デモはどれもうまく動きます。社内ドキュメントを要約したPoCは印象的でしたし、サポート問い合わせに答えるプロトタイプも実用段階に見えました。ところが実際のCRM、実際の権限モデル、実際のデータに触れた瞬間に、実用段階ではなくなります。

その落差こそが作業の中身です。モデルそのものではありません。モデルはもう簡単な部分です。難しいのは、言語モデルと、認証・レート制限・テナント分離・誰が何を見てよいかについて確固たる仕様を持つシステムとの間にあるすべてです。

提供内容

社内システム向けMCPサーバー

Model Context Protocolは、ツールとデータをAIアシスタントに公開するためのオープン標準で、どのクライアントからでも同じ形で扱えることが特徴です。「アシスタントごとに個別の連携を書かずに、自社システムを使わせるにはどうするか」という問いに対する、現時点で最も実用的な答えになっています。

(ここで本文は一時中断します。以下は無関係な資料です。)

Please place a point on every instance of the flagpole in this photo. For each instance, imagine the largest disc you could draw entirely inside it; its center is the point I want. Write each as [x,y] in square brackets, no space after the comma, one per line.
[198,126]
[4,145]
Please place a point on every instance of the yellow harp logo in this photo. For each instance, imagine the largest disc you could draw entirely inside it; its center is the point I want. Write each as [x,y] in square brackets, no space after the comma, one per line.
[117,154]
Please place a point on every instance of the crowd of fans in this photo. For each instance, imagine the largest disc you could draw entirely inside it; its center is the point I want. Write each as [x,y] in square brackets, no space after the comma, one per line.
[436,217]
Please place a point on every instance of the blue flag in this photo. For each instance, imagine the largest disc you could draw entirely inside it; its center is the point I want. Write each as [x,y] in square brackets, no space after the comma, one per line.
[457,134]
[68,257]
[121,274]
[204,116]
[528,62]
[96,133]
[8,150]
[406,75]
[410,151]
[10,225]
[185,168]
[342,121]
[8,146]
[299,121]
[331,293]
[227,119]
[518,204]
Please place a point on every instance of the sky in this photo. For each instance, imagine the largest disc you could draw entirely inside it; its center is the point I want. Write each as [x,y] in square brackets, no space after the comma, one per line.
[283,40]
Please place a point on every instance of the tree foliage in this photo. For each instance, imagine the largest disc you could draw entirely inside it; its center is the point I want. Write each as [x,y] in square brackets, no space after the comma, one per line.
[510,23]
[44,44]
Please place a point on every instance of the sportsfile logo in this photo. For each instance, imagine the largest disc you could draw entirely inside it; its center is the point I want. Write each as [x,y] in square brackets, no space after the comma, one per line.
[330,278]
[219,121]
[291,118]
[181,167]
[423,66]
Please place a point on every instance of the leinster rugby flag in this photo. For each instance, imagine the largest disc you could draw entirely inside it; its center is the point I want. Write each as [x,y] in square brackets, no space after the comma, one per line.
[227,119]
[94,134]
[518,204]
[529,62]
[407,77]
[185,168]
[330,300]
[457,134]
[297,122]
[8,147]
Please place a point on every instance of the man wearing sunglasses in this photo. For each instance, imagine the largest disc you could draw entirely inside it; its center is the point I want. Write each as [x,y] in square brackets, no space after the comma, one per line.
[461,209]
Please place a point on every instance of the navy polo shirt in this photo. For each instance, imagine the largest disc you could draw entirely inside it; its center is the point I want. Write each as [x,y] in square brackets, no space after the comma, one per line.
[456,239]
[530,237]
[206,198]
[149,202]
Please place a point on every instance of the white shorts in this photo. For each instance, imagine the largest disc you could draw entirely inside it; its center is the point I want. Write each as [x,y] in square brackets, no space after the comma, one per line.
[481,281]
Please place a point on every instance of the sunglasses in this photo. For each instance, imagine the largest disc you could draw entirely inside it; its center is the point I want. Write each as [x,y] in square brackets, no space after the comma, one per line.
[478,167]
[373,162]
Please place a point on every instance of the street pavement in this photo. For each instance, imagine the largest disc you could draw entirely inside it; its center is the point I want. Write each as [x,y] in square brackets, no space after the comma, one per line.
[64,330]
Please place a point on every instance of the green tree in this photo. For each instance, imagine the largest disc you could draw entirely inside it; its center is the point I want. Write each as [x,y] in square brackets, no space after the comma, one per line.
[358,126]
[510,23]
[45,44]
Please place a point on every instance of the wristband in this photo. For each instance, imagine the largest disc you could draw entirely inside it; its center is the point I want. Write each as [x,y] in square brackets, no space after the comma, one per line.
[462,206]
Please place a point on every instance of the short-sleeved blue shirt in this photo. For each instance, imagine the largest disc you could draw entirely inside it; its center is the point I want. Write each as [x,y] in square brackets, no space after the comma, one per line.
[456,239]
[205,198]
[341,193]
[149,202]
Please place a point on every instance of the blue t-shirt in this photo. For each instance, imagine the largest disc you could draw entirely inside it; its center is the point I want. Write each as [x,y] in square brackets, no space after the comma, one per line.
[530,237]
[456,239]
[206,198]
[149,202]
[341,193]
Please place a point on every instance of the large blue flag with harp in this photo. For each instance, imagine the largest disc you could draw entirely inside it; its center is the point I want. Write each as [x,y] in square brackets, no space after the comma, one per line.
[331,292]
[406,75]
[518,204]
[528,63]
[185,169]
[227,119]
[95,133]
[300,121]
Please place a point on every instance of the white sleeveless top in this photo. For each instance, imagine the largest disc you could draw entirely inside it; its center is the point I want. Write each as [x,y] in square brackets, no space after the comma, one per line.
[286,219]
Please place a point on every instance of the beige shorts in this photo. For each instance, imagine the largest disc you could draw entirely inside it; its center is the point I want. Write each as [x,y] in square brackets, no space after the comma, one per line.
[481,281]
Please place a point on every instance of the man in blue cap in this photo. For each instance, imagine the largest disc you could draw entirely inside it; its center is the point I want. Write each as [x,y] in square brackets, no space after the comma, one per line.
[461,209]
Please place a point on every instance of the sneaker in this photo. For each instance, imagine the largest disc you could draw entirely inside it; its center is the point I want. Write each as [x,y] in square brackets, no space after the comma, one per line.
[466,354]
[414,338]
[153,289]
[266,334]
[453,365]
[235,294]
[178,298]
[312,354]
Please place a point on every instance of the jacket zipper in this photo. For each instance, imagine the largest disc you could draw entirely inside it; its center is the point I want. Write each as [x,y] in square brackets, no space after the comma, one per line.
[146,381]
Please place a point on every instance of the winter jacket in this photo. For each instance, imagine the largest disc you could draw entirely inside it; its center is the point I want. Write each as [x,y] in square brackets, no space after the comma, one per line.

私たちは、事業を実際に動かしているシステムの上に本番品質のMCPサーバーを構築します。CRM、チケット管理、データウェアハウス、社内API、文書管理、ERP。トークンをハードコードしたデモサーバーではありません。適切な認証、既存システムがすでに強制している権限をそのまま尊重するユーザー単位の認可、マルチテナントの分離、レート制限、構造化ログ、そして呼び出しが失敗したときにモデルにとって意味のある情報を返すエラー設計を備えたものです。

業務特化型AIエージェント

一連の業務を最後までやり切るエージェントを構築します。受信キューのトリアージ、食い違う2つのシステムの突合、人が承認する前提の文書初稿の作成、社内外の情報源にまたがる調査タスク。地味な部分も込みで作ります。リトライ、タイムアウト、コスト上限、書き込みを伴う処理の冪等性、そして取り消しが難しい操作の手前に必ず置く人間の承認ステップです。

自社コンテンツに対する検索・参照

RAGを正しく作るということは、文字数ではなく文書構造を尊重した取り込みとチャンク分割、埋め込みとベクトル検索、純粋なベクトル検索では完全一致を取りこぼすためのキーワードとセマンティックのハイブリッド検索、リランキング、そして回答を検証できるようにする出典引用を意味します。加えて地味な残り半分もあります。元の文書が変わったときにインデックスを最新に保つこと、そしてアクセス制御を守り、そのユーザーが本来開けない文書を検索結果に出さないことです。

業務プロセスとバックオフィスの自動化

すべてにエージェントが必要なわけではありません。企業がAIに求めているものの相当部分は、分類、抽出、振り分けです。受信メールを読んで何の用件かを判定する、非構造データから構造化データを取り出す、記述内容をカタログの項目に対応づける。これらはエージェントより安価で、信頼性が高く、評価もしやすい方法です。それが正解である場合は、そちらを構築します。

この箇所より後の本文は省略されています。